With a scenario as familiar as that of Azazel Jacobs’ Terri, the cast and crew have to work especially hard to overcome a set of built-in limitations. The story of an ostracized teenage boy (Jacob Wysocki), his misfit friends, and the assistant principal (John C. Reilly) who reaches out to them is quite possibly the most commonly used plot line in movies — almost a ritual. It places a definitive burden on the cast and crew. They’ve got to find the hidden wrinkles and crevices in the timeless story, to tease out the nuances in a myth everyone knows by heart. To discover what countless other creative teams have overlooked or underappreciated. To make the old new and relight the stars in the sky. It’s a huge job, and Terri nearly pulls it off.

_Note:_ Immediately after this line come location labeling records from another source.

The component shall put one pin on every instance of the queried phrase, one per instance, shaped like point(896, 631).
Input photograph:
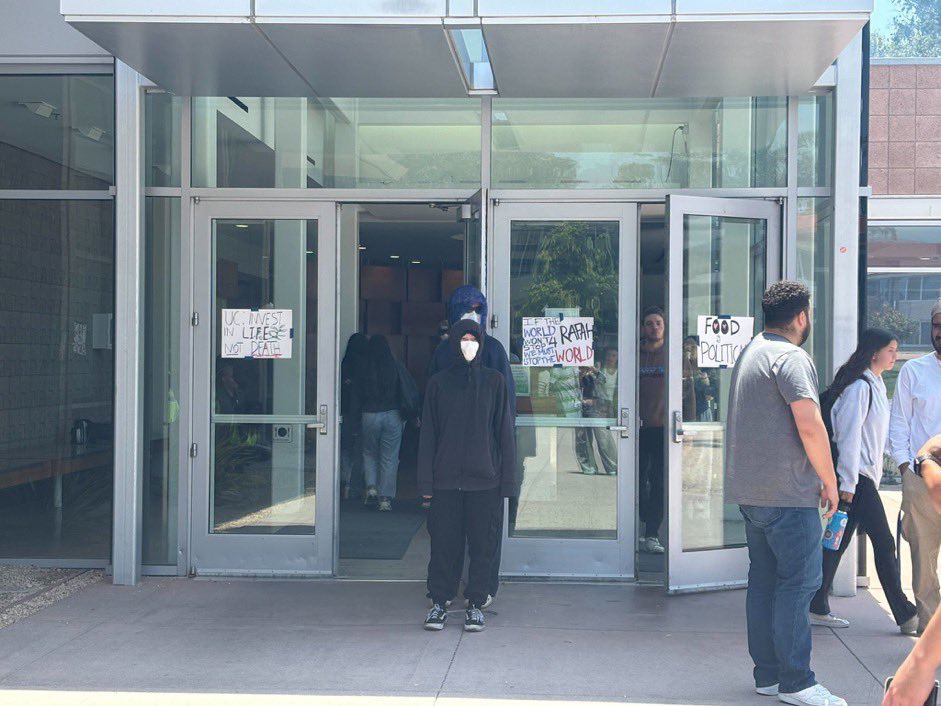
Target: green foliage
point(916, 31)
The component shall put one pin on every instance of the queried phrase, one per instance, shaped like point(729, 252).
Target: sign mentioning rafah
point(549, 341)
point(257, 333)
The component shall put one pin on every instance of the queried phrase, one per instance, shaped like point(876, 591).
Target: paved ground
point(184, 641)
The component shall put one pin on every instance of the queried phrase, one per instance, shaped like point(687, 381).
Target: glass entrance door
point(265, 356)
point(722, 255)
point(564, 292)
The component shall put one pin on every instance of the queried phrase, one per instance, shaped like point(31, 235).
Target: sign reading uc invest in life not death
point(257, 333)
point(549, 341)
point(722, 338)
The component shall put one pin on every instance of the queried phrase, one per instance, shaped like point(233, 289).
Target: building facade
point(203, 201)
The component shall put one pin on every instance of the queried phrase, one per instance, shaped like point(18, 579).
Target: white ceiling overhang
point(537, 48)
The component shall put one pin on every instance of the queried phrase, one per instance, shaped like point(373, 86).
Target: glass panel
point(56, 132)
point(639, 144)
point(724, 272)
point(567, 268)
point(815, 128)
point(339, 143)
point(264, 479)
point(161, 367)
point(905, 245)
point(56, 379)
point(265, 364)
point(162, 151)
point(815, 269)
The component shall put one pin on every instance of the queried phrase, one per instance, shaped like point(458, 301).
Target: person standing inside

Obese fifteen-year-old Terri lives with his listless, pill-popping Uncle James (Creed Bratton) in a neglected Southern California bungalow — the film was shot on location in Pasadena, Arcadia, Altadena, and other spots in the San Gabriel Valley. Terri’s parents dropped out of the picture long ago. The trappings of his life are dirty bathroom tiles, beans on toast for dinner, and the mice he catches in the attic and then leaves for birds in the woods. He has gotten into the habit of wearing pajamas to school, but surprisingly he doesn’t get beat up by bullies. They make fun of his “man breasts,” of course, and most of his teachers have written him off as an apathetic loser, but we can see that the bullies are slightly in awe of Terri’s bulk.

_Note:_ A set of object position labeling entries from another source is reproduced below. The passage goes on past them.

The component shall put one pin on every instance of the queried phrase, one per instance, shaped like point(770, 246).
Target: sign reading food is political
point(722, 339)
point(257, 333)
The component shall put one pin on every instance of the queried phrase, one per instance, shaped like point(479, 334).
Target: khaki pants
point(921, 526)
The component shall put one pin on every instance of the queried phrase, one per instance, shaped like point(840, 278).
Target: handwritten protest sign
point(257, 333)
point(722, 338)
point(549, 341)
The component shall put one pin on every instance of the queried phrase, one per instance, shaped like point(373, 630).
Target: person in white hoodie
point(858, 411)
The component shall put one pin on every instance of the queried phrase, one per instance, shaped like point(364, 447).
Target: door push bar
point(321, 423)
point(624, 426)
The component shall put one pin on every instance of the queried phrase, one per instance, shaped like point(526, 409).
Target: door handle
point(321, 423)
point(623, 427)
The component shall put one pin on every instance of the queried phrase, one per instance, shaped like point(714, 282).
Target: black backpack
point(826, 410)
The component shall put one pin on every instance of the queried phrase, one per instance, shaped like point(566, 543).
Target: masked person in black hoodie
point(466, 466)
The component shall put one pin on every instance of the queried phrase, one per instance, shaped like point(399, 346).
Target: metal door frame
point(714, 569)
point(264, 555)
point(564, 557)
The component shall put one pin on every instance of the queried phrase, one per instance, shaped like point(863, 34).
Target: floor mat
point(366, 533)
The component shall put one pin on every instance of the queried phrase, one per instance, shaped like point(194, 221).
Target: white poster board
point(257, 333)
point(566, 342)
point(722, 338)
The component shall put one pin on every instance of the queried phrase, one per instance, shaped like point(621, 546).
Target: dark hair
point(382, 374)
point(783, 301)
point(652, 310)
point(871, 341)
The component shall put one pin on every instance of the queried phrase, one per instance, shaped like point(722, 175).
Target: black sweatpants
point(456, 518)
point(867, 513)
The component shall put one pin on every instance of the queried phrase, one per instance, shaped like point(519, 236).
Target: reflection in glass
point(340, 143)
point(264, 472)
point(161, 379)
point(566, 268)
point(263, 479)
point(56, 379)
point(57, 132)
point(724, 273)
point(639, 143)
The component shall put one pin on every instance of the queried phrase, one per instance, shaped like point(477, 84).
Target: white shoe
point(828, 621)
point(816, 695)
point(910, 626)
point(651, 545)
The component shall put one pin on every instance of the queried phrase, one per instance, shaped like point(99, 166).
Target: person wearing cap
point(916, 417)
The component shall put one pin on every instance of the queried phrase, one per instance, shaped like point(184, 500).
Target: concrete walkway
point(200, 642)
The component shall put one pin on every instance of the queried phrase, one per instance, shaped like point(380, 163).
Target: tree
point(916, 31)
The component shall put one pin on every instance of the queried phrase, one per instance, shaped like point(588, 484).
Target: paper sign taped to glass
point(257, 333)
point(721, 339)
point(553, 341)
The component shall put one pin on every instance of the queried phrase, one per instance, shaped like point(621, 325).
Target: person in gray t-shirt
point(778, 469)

In common with many troubled-youth movies — the most recent example is probably Hesher, although Precious also comes to mind — we’re prompted to consider Terri on his own terms and to enter his frame of mind, to walk a mile in his pajamas, so to speak, as imagined by screenwriter Patrick Dewitt from a story he wrote with director Jacobs. It’s a claustrophobic experience, following along as the taciturn young heavyweight shambles through the underbrush. Jacobs, a maker of quirky, personal, indie character studies, has the nerve to set Terri’s routine to a classical vocal piece by Amelita Galli-Curci, a sure sign that this kid is special. How special is arguable. Terri thoughtfully cares for his sick uncle, but the real test is how he matches up with the two other miscreants he runs into in the principal’s office.

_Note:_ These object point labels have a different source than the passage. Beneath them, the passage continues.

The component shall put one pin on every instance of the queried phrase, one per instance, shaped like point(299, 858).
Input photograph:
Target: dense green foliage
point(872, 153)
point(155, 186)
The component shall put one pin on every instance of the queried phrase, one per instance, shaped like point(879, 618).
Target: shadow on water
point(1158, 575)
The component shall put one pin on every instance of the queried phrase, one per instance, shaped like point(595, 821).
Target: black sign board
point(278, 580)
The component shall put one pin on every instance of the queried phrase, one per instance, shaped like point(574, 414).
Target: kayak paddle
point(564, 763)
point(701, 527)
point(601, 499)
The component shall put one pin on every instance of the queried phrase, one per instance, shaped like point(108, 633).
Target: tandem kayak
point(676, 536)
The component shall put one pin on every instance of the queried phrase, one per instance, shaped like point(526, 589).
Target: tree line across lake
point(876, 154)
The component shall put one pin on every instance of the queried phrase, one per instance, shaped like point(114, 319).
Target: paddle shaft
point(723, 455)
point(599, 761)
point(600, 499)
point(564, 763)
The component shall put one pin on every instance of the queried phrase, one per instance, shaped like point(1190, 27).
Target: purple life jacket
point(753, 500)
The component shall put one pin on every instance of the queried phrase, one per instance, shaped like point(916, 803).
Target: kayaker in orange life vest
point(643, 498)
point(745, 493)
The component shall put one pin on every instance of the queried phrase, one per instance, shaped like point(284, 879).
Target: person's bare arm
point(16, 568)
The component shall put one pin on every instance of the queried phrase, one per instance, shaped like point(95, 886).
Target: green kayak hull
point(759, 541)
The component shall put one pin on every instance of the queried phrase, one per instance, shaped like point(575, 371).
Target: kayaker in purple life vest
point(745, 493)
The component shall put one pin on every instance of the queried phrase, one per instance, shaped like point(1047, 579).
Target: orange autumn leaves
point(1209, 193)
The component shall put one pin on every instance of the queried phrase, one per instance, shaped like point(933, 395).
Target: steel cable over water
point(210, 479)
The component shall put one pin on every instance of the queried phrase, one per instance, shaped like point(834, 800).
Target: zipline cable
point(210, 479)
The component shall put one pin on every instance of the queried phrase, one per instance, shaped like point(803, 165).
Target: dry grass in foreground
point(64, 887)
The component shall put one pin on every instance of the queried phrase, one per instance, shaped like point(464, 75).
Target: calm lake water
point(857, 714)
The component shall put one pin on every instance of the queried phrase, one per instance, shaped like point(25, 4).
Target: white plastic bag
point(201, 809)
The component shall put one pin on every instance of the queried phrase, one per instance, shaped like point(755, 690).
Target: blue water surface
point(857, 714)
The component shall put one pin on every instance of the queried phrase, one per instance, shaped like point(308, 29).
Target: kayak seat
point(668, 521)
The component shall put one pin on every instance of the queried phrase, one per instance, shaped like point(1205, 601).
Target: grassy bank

Anaesthetized blond Heather (Olivia Crocicchia), the easiest girl in school, and bitter little squirt Chad (Bridger Zadina, stealing the movie) might as well have been waiting in a closet for 26 years, ever since The Breakfast Club, for their big chance in the alienation derby. Naturally the three form a nervous, self-conscious clique. Left to their own devices, they meander around the perimeters of a Gus Van Sant teenage idyll, in a sweeter, more melancholy key, harmless but hardly charmless. At one point it occurs to us that Terri will grow up to be Brian Wilson of the Beach Boys, minus the talent.

The glue that holds Terri together, temporarily, is Reilly’s performance as Mr. Fitzgerald. Reilly is in his Irish cop mode here, basically kind-hearted but unafraid to use the cudgel. In this sort of movie, people like Terri, Heather, and Chad exist to be saved by people like Mr. Fitzgerald, or better yet to do the job themselves. When Mr. F. sighs, “Life’s a mess, but we’re all just doing what we can,” we can see every bit of that frustration and fatigue in his face. As has been noted before (Boogie Nights, Gangs of New York, Walk Hard: The Dewey Cox Story, Cedar Rapids), Reilly is one of Hollywood’s finest portrayers of grunts, our tour guide to the workaday world of security guards and traveling salesmen.

The biggest problem with Terri is that when the plot machinery shifts the focus to Terri, Wysocki (from TV’s Huge) drops Reilly’s handoff and the momentum stalls. The movie avoids clichés but also the big dramatic payoff we have every right to expect. We’re left with a quartet of juicy character roles, a few strong scenes, and the desire to see the climax of Act Three.